Rising Student Loan Delinquencies
The New York Fed report also suggests that more student loan borrowers have run into difficulty with meeting their loan obligations. Of the $42 billion in new student loan debt, $19 billion (45 percent) was attributed to previously defaulted student loans that were newly updated on borrowers' credit reports during the quarter. In addition, the percentage of student loan balances 90 or more days delinquent rose from 8.9 percent to 11 percent from the second to third quarter. Student loan delinquencies have risen sharply over the past ten years. In the first quarter of 2003, approximately 6 percent of student loan accounts were 90 days or more delinquent.

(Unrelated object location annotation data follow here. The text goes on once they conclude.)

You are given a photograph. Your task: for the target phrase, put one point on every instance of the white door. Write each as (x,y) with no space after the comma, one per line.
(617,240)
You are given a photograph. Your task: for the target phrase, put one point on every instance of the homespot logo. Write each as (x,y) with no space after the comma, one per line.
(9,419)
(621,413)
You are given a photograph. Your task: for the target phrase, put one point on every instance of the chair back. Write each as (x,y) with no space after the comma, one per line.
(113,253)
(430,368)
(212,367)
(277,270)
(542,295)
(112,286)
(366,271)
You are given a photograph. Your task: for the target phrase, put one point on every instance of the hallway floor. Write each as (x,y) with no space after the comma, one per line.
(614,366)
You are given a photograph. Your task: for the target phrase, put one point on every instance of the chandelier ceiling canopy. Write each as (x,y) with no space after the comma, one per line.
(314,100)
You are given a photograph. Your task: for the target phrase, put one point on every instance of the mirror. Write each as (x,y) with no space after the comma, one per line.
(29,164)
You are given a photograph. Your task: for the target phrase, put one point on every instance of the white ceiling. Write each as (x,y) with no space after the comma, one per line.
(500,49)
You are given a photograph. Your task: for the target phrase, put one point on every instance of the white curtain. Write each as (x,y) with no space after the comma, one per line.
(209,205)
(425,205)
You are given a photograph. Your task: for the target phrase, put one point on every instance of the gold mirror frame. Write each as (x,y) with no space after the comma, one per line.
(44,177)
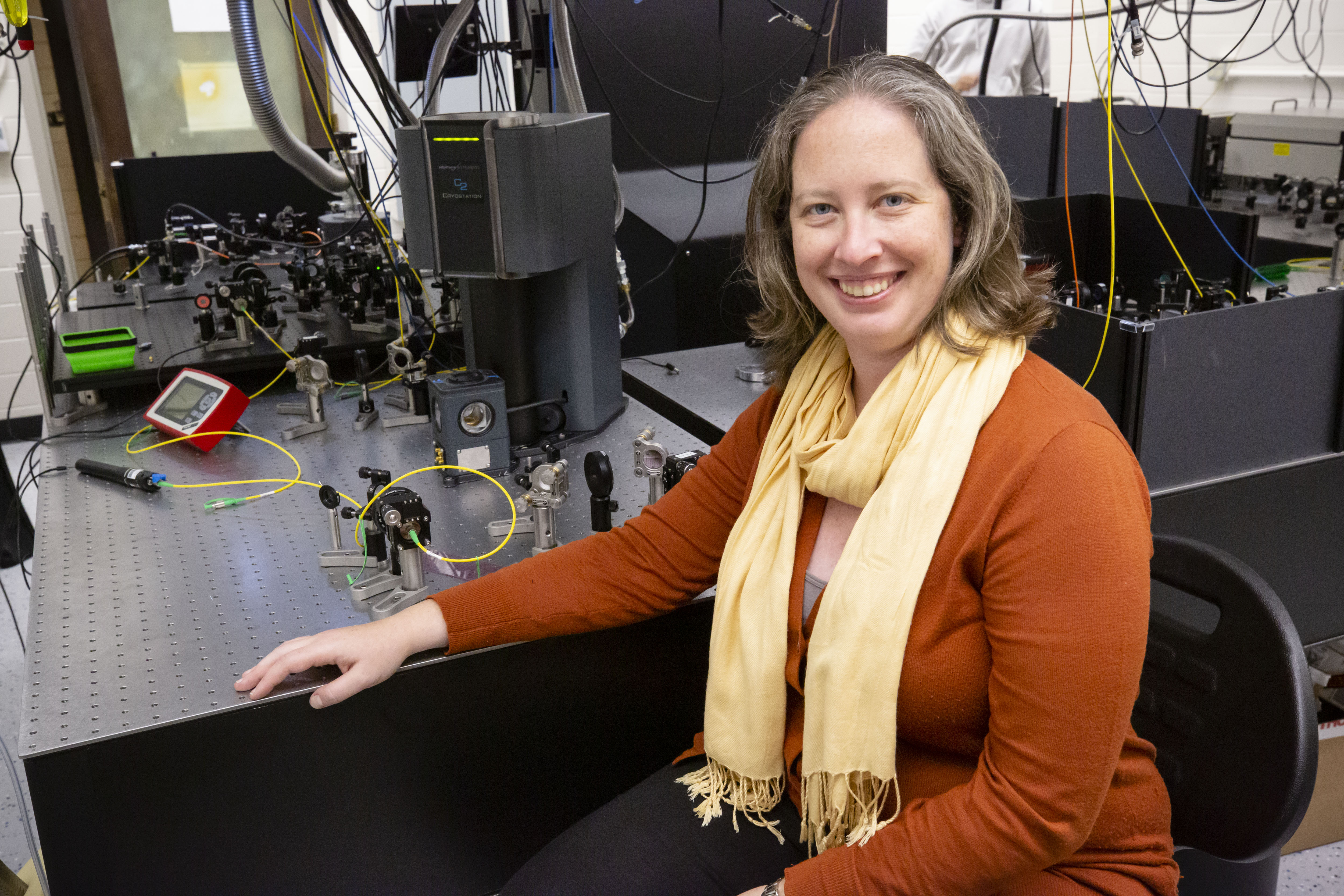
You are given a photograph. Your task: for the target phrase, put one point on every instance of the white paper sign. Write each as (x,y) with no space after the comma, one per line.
(198,15)
(476,459)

The trends in student loan delinquencies stand in sharp contrast with other types of consumer debt. Mortgage delinquency rates dropped from 6.2 percent in the second quarter of 2012 to 5.9 percent in the third quarter, while the share of home equity lines of credit delinquency 90 days or more held steady at 4.9 percent. The percentage of auto loan repayments late 90 or more days also held steady, at approximately 4.2 percent.
Overall delinquency rates improved slightly, with 8.9 percent of total outstanding consumer debt was in some stage of delinquency as of September 30, 2012, compared with 9 percent on June 30, 2012. About $740 billion of total debt was at least 90 days late.
Copies of the Quarterly Report on Household Debt and Credit are available for no charge from the New York Fed's website.